Our house has a perfectly angled, north-facing roof with virtually no obstructions (trees, buildings) to the sunlight.
We have 20 solar panels (3.7kW system) which were installed in November 2010. We chose this system because our research and modelling indicated that this would be more than enough to cover our current and future electricity requirements. It also means that by being judicious in our power usage, we are able to export a significant portion of the power generated by our system back to the grid.
According to Mr Newman and his government, we are making money at the expense of others. Rich greenies are wreaking havoc on the budgets of the poor people who are struggling to make ends meet.
- I believe that climate change is real and acknowledge that we all need to make an active contribution to reducing greenhouse gas emissions.
- I have a long-standing commitment to reducing our carbon footprint and do so by a variety of means. Installing solar panels is just one of them.
- We funded the purchase of the grid-connected solar panels through a bank loan.
- The feed-in tariff was set by government to encourage people to invest in renewable energy sources.
- We chose a grid-connected system and pay all of the associated service charges to enable us to access power at any time of the day or night from the electricity grid.
- The feed-in tariff is contracted for 20 years (ending in 2028).
We will reconsider our position if any attempt is made to penalise those who have chosen to install grid-connected solar panels. Our preferred option will be to move off-grid and we will invest in batteries to enable us to do this. Therefore, the power generated by our solar panels will be used only by our household and none will be exported to the grid, resulting in a net loss to the electricity grid.
I do not deny that we do receive a monetary gain from the excess power that is generated and exported to the grid, however, all of the households who do this are providing a net gain of green power to the grid. This is then ‘sold’ to other consumers who choose ‘green power’ with a premium cost, so it is only reasonable that we (the producers) should be paid a premium price (feed-in tariff) for our product.
The following information has been taken from here.

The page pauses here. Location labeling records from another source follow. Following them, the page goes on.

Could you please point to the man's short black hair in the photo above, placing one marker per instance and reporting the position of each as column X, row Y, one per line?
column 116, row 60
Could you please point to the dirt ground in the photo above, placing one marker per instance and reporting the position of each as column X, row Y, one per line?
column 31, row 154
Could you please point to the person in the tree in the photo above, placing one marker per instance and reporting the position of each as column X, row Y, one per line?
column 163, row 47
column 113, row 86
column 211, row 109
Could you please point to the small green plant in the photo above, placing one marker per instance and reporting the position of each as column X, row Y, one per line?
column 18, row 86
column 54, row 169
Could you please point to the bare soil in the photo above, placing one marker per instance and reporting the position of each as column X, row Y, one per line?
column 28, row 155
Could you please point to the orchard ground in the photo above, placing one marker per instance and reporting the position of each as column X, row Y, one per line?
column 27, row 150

I cannot articulate these thoughts any more succinctly.
The market fails to take into account the true value and many benefits to the electricity network which arise from the adoption of renewable energy technologies embedded within the electricity grid.
Solar PV, like other renewable energy sources, provide environmental benefits through reduced atmospheric pollution, and social benefits through industry development and job creation – for example through the installation of grid-connected solar systems, each with related economic benefit.
When electricity is transmitted over a distance, some is lost through what is known as line loss. By installing rooftop solar arrays on houses, the electricity can supply not only the house on which it’s installed, but the surplus can feed other houses close by.
Centralised power generation facilities also provide a relatively easy target for hostile parties and can be destroyed in natural disasters such as cyclones or fires. A decentralised network or grid connected systems allows for better energy security as it’s much cheaper and faster to repair a sub-station than it is to replace an entire plant.
It’s in the interests of our national security to decentralise power generation.
During the summer months, it’s becoming increasingly common for blackouts to occur due to an overload of the mains grid. It’s during these months that solar power installations can make their greatest contribution.
A feed-in tariff for grid connected systems redresses these systemic market failures and threats and rewards solar electricity generation for its true value to the electricity market and wider society, by providing a financial incentive for the adoption of renewable energy.
So, to sum up I would like to say “Thanks, but no thanks” to Mr Newman. Try to penalise me for choosing to make a positive contribution to the environmental footprint of this state and I will take my bat and ball (and solar panels) and go off-grid. I am sure I will not be the only one.